In this system the two converters are 5 pin M12 inputs with 2 of those pins being 24V/Gnd and 1 being the 4-20 input. The sensor is wired downstream of the converters and power is supplied through the converters which use the 24V and pass it through on the same 2 pins. So a junction box could be made to drops those two pins from one of the converters and only have the 2nd 4-20 go to that converter BUT for simplicity of installation it would be able to use standard 5 pin M12 cables if the 24/Gnd pins from each converter could be rejoined.

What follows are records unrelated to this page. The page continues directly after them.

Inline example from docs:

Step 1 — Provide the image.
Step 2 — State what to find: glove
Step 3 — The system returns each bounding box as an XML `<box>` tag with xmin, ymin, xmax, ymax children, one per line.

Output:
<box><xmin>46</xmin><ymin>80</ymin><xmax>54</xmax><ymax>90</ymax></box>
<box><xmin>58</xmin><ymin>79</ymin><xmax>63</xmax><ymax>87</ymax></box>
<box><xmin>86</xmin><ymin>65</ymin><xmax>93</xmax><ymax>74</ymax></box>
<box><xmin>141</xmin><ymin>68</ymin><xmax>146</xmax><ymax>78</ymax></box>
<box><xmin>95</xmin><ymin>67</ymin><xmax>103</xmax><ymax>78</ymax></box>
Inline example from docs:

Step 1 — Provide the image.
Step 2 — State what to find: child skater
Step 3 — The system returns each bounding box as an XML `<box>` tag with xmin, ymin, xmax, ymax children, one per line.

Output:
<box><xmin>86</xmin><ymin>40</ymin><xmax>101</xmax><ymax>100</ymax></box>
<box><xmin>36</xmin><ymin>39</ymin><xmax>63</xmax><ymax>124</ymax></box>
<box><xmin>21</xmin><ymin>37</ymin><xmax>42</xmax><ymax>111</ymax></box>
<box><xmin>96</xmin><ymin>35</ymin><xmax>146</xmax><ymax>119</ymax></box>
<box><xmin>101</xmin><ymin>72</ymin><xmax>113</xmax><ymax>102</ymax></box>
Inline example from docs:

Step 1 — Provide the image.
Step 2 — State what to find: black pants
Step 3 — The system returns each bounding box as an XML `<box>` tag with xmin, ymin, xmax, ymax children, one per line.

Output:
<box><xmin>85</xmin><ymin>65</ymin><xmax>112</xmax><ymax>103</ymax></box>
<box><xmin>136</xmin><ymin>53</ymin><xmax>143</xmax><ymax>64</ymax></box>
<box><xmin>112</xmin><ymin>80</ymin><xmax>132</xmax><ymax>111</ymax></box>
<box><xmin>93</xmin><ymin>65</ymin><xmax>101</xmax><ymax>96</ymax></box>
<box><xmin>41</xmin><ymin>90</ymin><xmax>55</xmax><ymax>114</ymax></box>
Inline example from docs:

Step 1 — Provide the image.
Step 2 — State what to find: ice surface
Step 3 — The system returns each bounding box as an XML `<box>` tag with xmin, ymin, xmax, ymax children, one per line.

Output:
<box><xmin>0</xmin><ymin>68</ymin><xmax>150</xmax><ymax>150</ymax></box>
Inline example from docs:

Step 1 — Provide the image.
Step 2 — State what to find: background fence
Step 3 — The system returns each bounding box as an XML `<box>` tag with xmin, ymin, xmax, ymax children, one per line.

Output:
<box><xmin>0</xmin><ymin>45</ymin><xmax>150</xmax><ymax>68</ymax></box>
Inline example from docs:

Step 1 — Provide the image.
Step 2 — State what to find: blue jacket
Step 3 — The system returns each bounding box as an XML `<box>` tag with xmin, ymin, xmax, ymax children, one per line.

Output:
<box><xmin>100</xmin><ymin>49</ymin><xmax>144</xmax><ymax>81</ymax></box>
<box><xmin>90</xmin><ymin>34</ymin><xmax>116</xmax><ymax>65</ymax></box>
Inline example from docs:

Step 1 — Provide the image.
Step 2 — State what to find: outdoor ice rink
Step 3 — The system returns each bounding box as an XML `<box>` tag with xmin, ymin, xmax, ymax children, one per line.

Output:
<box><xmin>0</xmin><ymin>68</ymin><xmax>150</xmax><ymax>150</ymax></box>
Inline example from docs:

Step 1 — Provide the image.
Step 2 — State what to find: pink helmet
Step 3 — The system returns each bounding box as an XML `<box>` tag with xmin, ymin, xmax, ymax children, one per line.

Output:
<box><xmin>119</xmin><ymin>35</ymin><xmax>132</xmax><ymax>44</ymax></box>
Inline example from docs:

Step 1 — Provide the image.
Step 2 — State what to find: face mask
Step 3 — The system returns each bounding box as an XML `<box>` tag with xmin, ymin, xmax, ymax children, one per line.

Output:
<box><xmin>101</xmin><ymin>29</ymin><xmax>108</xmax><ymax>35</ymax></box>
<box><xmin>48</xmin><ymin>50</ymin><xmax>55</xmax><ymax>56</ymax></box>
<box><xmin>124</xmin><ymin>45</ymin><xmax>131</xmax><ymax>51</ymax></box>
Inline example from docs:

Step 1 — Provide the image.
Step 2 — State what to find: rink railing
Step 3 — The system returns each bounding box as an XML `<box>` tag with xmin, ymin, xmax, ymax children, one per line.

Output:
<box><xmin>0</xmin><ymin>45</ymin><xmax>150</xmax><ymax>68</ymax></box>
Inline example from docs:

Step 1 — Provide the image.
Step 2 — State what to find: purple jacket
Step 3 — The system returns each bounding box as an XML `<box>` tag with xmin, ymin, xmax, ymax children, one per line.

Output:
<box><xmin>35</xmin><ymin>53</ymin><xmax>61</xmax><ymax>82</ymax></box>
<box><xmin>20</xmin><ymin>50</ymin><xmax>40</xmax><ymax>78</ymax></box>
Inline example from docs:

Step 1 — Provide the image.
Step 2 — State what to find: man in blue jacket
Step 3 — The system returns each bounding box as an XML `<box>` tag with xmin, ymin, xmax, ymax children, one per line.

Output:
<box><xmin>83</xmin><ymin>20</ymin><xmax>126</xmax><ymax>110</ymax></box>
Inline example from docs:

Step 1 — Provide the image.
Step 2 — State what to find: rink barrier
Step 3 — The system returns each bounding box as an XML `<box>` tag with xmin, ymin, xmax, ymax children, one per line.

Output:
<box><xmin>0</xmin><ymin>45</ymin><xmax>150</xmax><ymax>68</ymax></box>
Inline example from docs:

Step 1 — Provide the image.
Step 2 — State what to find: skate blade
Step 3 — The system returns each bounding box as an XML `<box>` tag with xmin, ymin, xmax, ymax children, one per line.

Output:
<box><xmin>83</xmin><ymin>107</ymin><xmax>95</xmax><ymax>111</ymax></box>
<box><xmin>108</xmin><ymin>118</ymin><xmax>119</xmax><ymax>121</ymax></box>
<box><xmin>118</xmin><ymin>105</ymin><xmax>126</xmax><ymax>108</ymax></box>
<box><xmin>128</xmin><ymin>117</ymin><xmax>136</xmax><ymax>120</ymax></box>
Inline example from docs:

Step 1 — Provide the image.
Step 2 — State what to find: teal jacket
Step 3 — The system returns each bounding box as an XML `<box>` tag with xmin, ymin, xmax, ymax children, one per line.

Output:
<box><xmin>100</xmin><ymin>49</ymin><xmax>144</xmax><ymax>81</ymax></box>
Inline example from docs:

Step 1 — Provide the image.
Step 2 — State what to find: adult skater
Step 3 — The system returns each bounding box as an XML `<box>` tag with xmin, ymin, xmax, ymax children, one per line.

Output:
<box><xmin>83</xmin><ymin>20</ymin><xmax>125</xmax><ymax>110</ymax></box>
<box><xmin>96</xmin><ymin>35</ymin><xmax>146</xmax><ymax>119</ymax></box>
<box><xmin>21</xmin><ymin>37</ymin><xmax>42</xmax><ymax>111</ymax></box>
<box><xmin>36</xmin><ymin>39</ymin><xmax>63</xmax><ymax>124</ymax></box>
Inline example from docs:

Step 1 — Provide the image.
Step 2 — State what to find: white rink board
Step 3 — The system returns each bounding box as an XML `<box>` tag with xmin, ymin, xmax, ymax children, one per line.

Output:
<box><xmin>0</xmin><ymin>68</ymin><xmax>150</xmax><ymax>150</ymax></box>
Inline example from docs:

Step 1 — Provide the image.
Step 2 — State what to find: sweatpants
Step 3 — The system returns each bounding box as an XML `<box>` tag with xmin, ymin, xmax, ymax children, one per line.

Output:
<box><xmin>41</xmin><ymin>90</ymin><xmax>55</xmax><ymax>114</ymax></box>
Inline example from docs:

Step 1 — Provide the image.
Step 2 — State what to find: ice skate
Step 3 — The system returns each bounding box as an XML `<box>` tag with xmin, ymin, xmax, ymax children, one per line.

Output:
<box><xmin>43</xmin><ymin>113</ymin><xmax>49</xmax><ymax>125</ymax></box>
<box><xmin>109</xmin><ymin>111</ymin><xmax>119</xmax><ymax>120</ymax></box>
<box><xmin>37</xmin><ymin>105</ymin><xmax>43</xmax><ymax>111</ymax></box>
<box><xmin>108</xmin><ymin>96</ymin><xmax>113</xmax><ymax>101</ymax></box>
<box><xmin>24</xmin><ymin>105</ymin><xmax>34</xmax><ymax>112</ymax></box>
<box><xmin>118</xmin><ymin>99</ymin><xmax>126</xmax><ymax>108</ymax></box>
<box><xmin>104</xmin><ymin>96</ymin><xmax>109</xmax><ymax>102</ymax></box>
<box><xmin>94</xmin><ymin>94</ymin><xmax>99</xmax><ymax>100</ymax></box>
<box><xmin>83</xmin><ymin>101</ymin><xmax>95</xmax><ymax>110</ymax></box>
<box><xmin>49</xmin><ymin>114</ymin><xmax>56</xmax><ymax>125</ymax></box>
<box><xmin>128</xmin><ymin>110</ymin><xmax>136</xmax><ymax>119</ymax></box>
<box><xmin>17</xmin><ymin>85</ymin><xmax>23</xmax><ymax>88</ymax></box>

Think of it simply as 24V and Gnd coming from a source being parallel split in a cable T splitter to pins 1 and 3 of 2 devices in parallel. Those devices also pass through 24V and gnd after using it to power themselvws to pins 1 and 3 of their other downstream connector. Both devices now connect to a splitter cable down stream which combines both pin 1s (24v) together for each device and both pin 3s(gnd) together from each of those device back together.
 

Thread Starter

lali0020

Joined Dec 20, 2012
3
Do you mean something like this?
View attachment 272055

A single 24 VDC supply powers all sensors. R1, R2 and E3 in this example are just resistors to convert the individual 4~20 mA outputs to a voltage for an ADC. Just a crude image but yes, it is done this way.

Ron
Not quite, I'm doing this on my phone right now so I don't have a good way to make a diagram but the first 2 devices are converters that read in the dual output 4-20s individually from the sensor which is downstream from the converters. Those converters are each powered from the same source in parallel and passthrough the 24v and gnd to power a sensor. Normally the converter are intended to be used as a 1 converter per sensor setup but since this sensor has 2 4-20s instead of just one I need a second converter to read that extra 4-20. The converters use the 24v to not only read the 4-20 input but to power a chip for configuring and converting it to a Modbus output so multiple devices can be added to the same comms bus as each converter gets addressed with a unique ID.
 

Reloadron

Joined Jan 15, 2015
7,501
Not quite, I'm doing this on my phone right now so I don't have a good way to make a diagram but the first 2 devices are converters that read in the dual output 4-20s individually from the sensor which is downstream from the converters. Those converters are each powered from the same source in parallel and passthrough the 24v and gnd to power a sensor. Normally the converter are intended to be used as a 1 converter per sensor setup but since this sensor has 2 4-20s instead of just one I need a second converter to read that extra 4-20. The converters use the 24v to not only read the 4-20 input but to power a chip for configuring and converting it to a Modbus output so multiple devices can be added to the same comms bus as each converter gets addressed with a unique ID.
This would go better with a schematic, even a rough schematic. I want to just answer yes to your question but less a drawing am a little reluctant to just say yes, no problem that will work.

Ron
 

MisterBill2

Joined Jan 23, 2018
18,176
Recall the definition of a ground loop, which is a segment of a signal conductor circuit that has some current other than the signal current passing through it. It is a segment of the signal loop that has some other current flowing through it. The additional current is the cause of the error signals.